Les milieux d’affaires ont chaleureusement accueilli le budget. Martine Hébert, porte-parole de la Fédération canadienne de l’entreprise indépendante, a déclaré par exemple: «À cause de la démographie, au Québec, on ne peut plus créer autant de richesse qu’on créait auparavant, se doter de programmes aussi généreux et avoir une fonction publique aussi imposante».

Cette idée qu’il n’y a «pas d’argent», reprise en chœur par les politiciens et les médias de masse, est un mensonge éhonté. Le budget libéral vient d’accorder des centaines de millions de dollars en subventions de toutes sortes aux entreprises, qui s’ajoutent aux milliards en baisses d’impôt sur les profits, les gains en capital et les gros revenus qui ont été accordés par les gouvernements précédents (péquiste et libéral).

Au même moment, on saigne à blanc les services publics dont dépendent de plus en plus de travailleurs, dans un contexte de crise économique persistante et d’un marché de l’emploi anémique. Il ne s’agit pas d’un manque d’argent, mais d’un transfert massif des richesses produites par des générations de travailleurs vers la poignée de super-riches qui dominent les marchés financiers.

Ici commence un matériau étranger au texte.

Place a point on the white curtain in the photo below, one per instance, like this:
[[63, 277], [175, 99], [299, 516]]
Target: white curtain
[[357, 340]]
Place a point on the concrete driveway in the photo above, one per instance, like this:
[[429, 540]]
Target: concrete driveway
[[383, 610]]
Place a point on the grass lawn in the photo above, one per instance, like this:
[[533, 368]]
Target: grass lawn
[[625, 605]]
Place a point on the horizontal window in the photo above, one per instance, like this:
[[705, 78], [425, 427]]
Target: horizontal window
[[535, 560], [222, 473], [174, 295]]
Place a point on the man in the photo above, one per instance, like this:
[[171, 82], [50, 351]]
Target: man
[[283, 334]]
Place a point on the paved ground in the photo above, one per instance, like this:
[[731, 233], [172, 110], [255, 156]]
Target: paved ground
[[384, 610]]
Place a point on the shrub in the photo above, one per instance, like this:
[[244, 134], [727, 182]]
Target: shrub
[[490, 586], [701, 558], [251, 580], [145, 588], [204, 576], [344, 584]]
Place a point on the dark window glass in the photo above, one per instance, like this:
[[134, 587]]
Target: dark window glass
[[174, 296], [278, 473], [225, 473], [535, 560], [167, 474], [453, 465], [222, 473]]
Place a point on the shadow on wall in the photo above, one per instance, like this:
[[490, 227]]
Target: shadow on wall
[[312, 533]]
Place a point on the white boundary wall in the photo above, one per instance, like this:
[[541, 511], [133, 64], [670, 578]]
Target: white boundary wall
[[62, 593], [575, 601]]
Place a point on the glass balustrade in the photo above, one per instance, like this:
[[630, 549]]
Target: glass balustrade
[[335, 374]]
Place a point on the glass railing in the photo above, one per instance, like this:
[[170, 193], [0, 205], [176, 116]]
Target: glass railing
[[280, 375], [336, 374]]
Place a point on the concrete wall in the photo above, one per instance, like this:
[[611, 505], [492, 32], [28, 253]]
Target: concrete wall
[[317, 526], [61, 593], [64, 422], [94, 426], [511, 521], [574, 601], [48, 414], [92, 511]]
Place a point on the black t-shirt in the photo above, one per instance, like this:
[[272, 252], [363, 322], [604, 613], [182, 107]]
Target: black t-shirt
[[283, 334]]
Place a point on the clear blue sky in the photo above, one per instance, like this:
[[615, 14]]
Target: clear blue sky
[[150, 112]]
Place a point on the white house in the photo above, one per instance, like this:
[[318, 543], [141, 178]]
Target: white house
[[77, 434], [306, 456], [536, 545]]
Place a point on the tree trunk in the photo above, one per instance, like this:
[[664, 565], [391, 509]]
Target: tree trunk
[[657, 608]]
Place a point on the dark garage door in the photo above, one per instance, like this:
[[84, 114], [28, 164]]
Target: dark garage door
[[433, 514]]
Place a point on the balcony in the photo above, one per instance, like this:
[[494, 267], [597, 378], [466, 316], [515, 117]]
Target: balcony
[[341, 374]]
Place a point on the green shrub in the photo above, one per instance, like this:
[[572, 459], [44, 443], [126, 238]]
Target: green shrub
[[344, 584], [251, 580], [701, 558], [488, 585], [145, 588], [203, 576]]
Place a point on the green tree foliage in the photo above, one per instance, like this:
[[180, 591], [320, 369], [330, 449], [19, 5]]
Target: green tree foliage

Les centrales syndicales québécoises – qui travaillent depuis des décennies à étouffer les luttes sociales des travailleurs et des jeunes, comme en témoigne leur isolement de la grève étudiante en 2012 – ont réagi au budget libéral en acceptant le mensonge du manque de ressources.

Le président de la Confédération des syndicats nationaux, Jacques Létourneau, a fait savoir que «la CSN souscrit à la nécessité d’une meilleure gestion des finances publiques». Comme ses confrères parmi la bureaucratie syndicale, Létourneau a seulement plaidé pour avoir une place dans la commission bidon sur la fiscalité qui va mener la propagande gouvernementale pour justifier le démantèlement des programmes sociaux. Cette commission «doit permettre aux groupes qui représentent les travailleuses et les travailleurs de l’État et la population d’intervenir pour exprimer leurs positions», a déclaré le bureaucrate syndical.

Québec solidaire – une organisation supposément «de gauche» orientée vers la bureaucratie syndicale et vers le Parti québécois, l’autre parti de gouvernement de l’élite dirigeante – accepte également le principe du «déficit zéro» mis de l’avant pour justifier la destruction des services publics. Il propose seulement un rythme moins rapide, pour éviter une explosion sociale que ses alliés à la tête des syndicats auraient du mal à contrôler. C’est la signification d’une motion déposée par Françoise David, porte-parole de Québec solidaire et l’une de ses trois députés à l’Assemblée nationale, pour déplorer «le retour trop rapide à l’équilibre budgétaire».

Motivant sa motion, David a déclaré en Chambre: «Avec ce budget, le Québec fait de plus en plus cavalier seul: l’idéologie de l’austérité est battue en brèche aux quatre coins de la planète… y compris au Fonds monétaire international». En présentant la destruction systématique des services publics, et les baisses massives d’impôts au profit des riches, comme un phénomène purement québécois, David met la réalité la tête en bas. En fait, ce régime draconien d’austérité est appliqué partout au Canada et à travers le monde, quelle que soit l’étiquette politique du parti au pouvoir (libéral, conservateur ou social-démocrate), et sous la pression constante des marchés financiers et de leurs organes institutionnels tels le FMI.

L’aveuglement de David, basé sur le nationalisme québécois le plus étroit, reflète la position sociale des classes moyennes privilégiées pour qui parle son parti. En qualifiant l’austérité de simple «idéologie», de mauvais choix qui peut être renversé si les travailleurs font pression sur les politiciens au pouvoir, Québec solidaire cherche à en cacher la base objective, à savoir: la crise historique du système capitaliste mondial.